At first glance, this Ford patent sounds like a gross apparatus to help reduce a bad case of swamp butt, something people in warm climates know all too much about. However, since the abstract calls out moisture needing to be in the seat channels, you’d have to have the worst case of swamp butt in history to trigger the moisture sensor.
Here’s what sounds like the most likely usage scenario to us. The patent flow charts show a sensing system that can tell if a seat is wet, start the drying process automatically and tag the seat as blocked from sale. Ford has made it clear that it intends to launch its autonomous fleet of taxies, and this would keep an unsuspecting passenger from setting in a seat where the previous passenger spilled an entire cup of coffee, or worse.

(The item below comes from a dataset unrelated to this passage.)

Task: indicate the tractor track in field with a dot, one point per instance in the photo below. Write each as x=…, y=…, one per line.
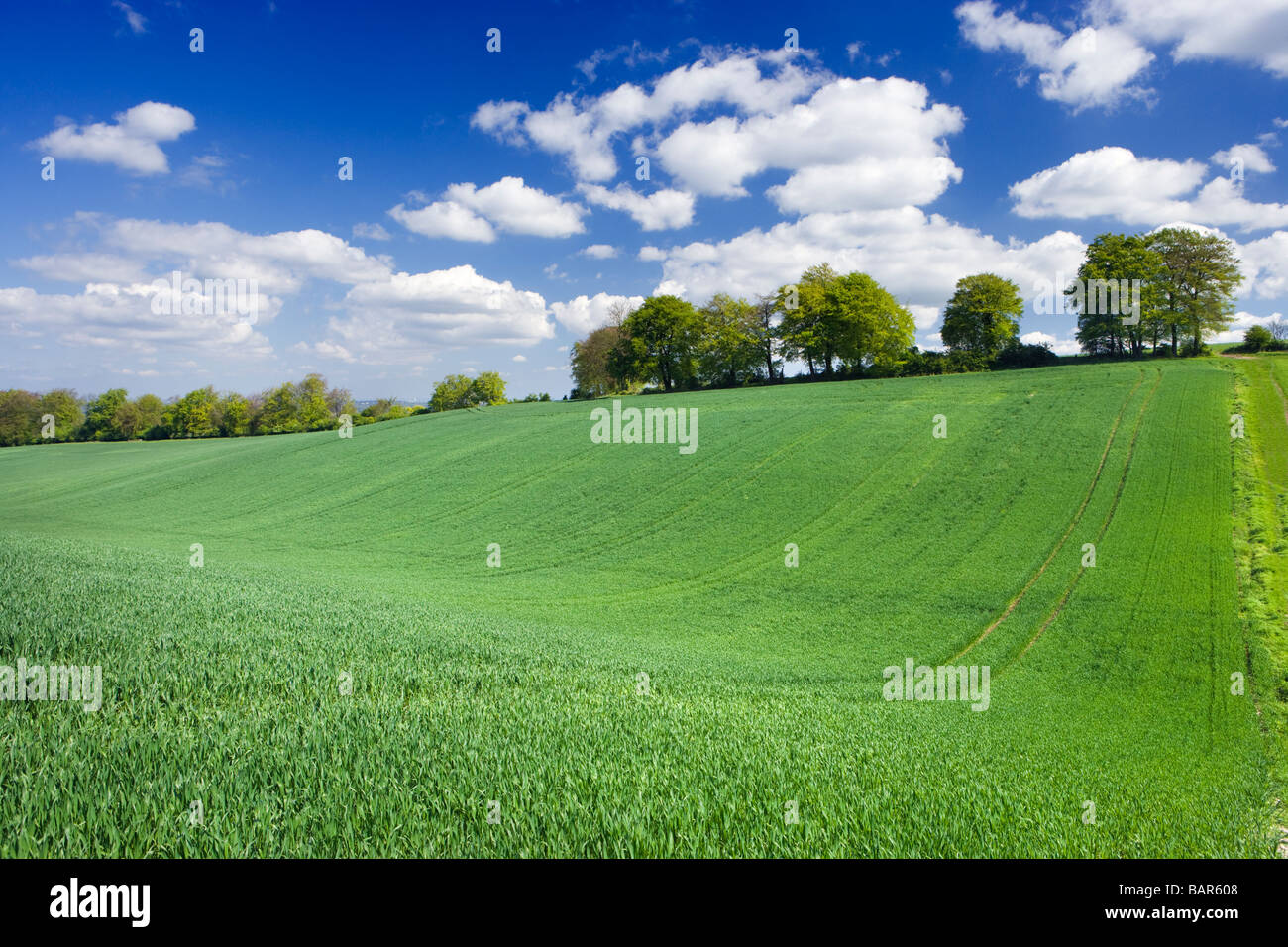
x=1104, y=526
x=1073, y=525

The patent is outlining a system that would be welcome in an off-road vehicle where the seats could be exposed to the elements. Imagine you’re a Ford Bronco owner out on the trails with the doors and top off your ride. A rainstorm comes up and drenches the interior before you can get the top back on the Bronco. The moisture would be sensed, and the seats could begin drying themselves automatically. That sounds like a system that any Jeep Wrangler owner would be jealous of.